Há punições possíveis, e novas interpretações da legislação nos tribunais abrem espaço para medidas mais radicais, como a perda da posse da unidade habitacional

 
CAIO CESAR OLIVEIRA

Sabe aquele condômino que, por seu reiterado comportamento antissocial, gera incompatibilidade de convivência com os demais? Faz obras em horários proibidos, barulhos a qualquer hora, profere ofensas, destrata funcionários do condomínio… Em casos extremos, após muitas reclamações, o que o síndico pode fazer? O que diz a lei? Vale expedir comunicados, aplicar multas? Em última análise, pode-se recorrer à Justiça? A expulsão é uma solução possível?

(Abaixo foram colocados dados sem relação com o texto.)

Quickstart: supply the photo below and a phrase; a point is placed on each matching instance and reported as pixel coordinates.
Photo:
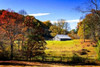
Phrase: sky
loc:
(43, 10)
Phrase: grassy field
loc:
(68, 48)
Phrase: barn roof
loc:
(63, 36)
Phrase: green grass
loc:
(67, 48)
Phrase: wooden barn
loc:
(61, 38)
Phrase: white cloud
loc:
(69, 21)
(39, 14)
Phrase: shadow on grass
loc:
(16, 64)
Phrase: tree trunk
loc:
(11, 50)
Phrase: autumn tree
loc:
(35, 43)
(47, 25)
(60, 27)
(11, 24)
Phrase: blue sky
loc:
(47, 9)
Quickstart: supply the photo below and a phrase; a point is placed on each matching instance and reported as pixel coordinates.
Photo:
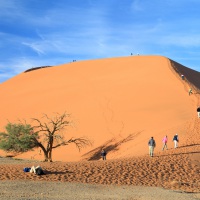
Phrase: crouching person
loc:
(37, 170)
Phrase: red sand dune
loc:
(118, 103)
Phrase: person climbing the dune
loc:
(176, 140)
(152, 145)
(190, 91)
(164, 140)
(198, 112)
(103, 154)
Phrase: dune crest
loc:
(119, 103)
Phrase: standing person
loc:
(152, 145)
(164, 140)
(190, 91)
(176, 140)
(198, 112)
(103, 154)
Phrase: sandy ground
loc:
(167, 174)
(23, 190)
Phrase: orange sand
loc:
(118, 103)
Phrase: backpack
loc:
(39, 171)
(27, 169)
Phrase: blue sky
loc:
(37, 33)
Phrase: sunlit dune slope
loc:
(118, 103)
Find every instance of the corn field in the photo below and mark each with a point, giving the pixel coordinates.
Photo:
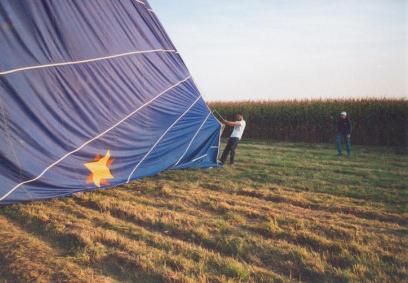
(375, 121)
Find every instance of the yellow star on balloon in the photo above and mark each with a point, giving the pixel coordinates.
(100, 171)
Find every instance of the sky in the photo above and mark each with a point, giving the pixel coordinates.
(279, 49)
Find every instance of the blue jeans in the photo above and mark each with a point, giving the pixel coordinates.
(339, 138)
(230, 149)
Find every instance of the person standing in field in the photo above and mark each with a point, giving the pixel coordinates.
(343, 133)
(239, 127)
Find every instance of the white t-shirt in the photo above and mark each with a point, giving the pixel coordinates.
(239, 130)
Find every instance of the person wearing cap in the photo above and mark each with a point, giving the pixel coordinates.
(239, 127)
(343, 133)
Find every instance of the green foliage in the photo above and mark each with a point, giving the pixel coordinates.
(375, 121)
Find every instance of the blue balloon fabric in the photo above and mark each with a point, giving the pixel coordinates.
(93, 94)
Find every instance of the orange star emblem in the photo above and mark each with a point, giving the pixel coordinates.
(100, 171)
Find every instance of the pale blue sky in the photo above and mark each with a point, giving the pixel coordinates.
(279, 49)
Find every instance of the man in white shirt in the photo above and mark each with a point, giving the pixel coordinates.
(239, 127)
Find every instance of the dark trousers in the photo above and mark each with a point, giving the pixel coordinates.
(230, 149)
(339, 138)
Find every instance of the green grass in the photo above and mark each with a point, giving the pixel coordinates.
(284, 212)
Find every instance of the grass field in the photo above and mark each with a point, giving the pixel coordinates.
(284, 212)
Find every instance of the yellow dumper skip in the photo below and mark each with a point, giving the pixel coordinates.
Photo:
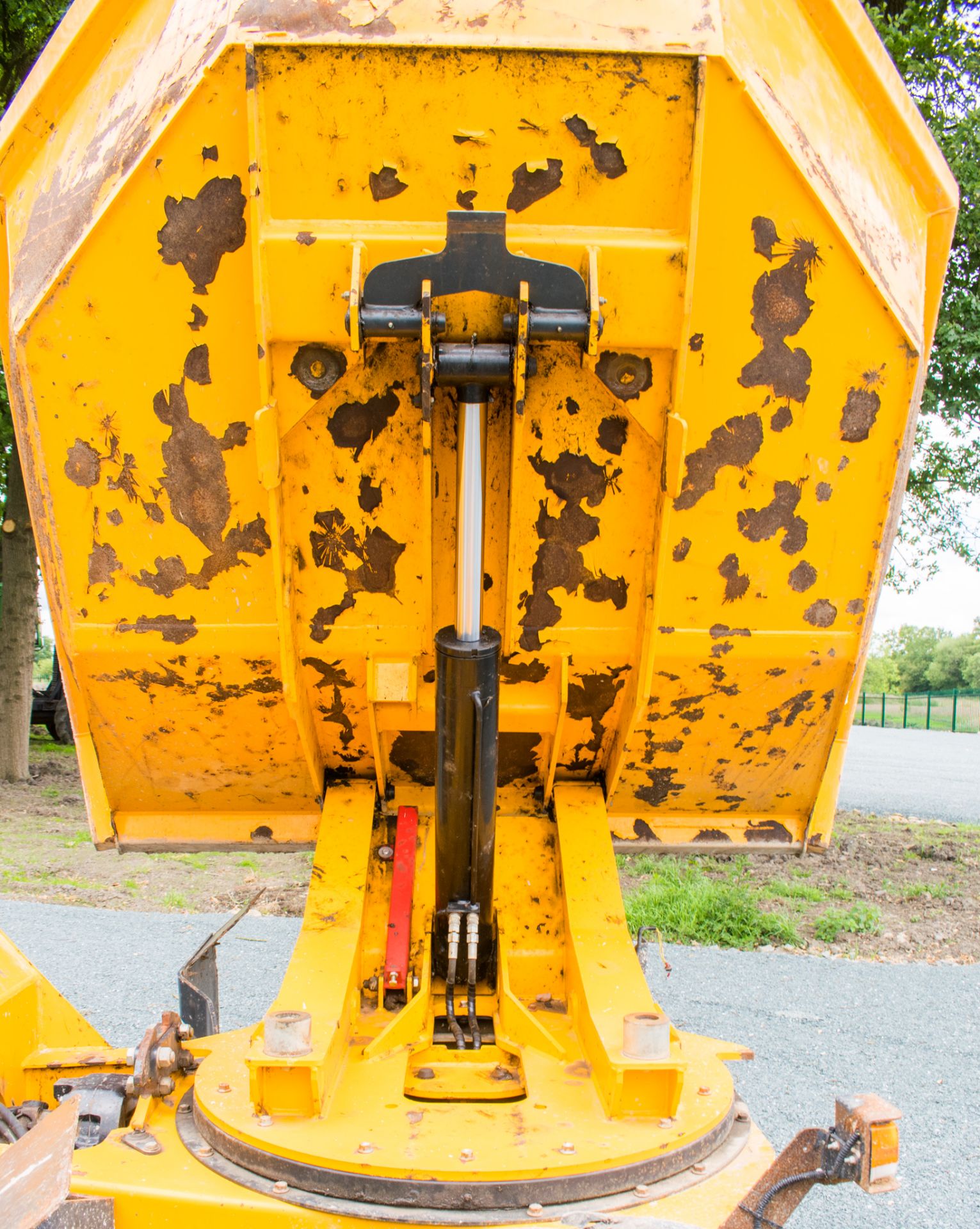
(246, 510)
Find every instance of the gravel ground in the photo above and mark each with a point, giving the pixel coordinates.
(928, 773)
(818, 1027)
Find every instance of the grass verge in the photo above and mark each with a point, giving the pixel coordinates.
(687, 906)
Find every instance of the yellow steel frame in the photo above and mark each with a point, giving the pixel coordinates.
(567, 975)
(246, 579)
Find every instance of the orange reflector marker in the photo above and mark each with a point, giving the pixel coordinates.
(885, 1152)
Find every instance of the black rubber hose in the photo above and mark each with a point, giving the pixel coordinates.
(454, 1024)
(13, 1122)
(813, 1175)
(471, 1004)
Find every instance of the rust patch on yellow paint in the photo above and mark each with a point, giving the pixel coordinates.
(356, 423)
(367, 565)
(533, 186)
(737, 583)
(858, 415)
(762, 524)
(803, 577)
(613, 433)
(200, 230)
(606, 156)
(515, 757)
(821, 614)
(559, 563)
(780, 309)
(385, 184)
(175, 631)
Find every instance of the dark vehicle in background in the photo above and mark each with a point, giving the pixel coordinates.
(51, 708)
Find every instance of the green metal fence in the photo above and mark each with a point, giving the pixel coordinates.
(957, 711)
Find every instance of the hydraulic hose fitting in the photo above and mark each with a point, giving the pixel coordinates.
(453, 952)
(472, 939)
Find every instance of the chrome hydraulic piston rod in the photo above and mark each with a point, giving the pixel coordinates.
(470, 519)
(467, 661)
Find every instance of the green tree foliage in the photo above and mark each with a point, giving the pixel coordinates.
(25, 28)
(952, 661)
(917, 659)
(936, 47)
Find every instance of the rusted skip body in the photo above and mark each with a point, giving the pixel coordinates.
(492, 417)
(244, 522)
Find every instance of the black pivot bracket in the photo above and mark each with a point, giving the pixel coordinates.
(554, 304)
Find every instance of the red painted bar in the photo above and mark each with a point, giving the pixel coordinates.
(400, 910)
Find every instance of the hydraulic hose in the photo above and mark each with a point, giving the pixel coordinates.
(454, 1024)
(13, 1122)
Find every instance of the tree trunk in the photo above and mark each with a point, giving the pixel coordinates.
(17, 625)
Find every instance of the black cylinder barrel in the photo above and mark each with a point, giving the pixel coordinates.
(467, 711)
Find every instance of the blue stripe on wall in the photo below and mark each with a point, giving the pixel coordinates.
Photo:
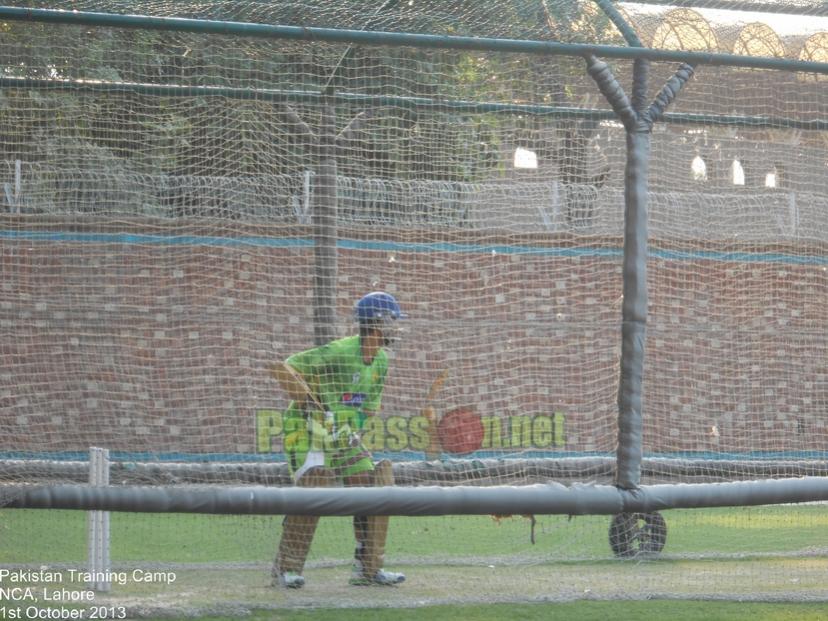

Caio César Pereira da Mota Oliveira é graduado em Direito pela Universidade Católica de Goiás (atual PUC/ GO), especialista em Direito, Negócios e Operações Imobiliárias pelo Instituto Dalmass, em parceria com a Faculdade Cambury; e especialista em Direito Público pela Faculdade Atame – Unidade Goiânia, além de professor em diversas instituições de ensino superior. “Ao largo do tempo, o direito de propriedade gozou de caráter absoluto, não se sujeitando a quaisquer limitações. No entanto, com os avanços da sociedade e a incessante busca por políticas e leis mais justas, este cenário vem sofrendo consideráveis mudanças”, inicia nosso entrevistado.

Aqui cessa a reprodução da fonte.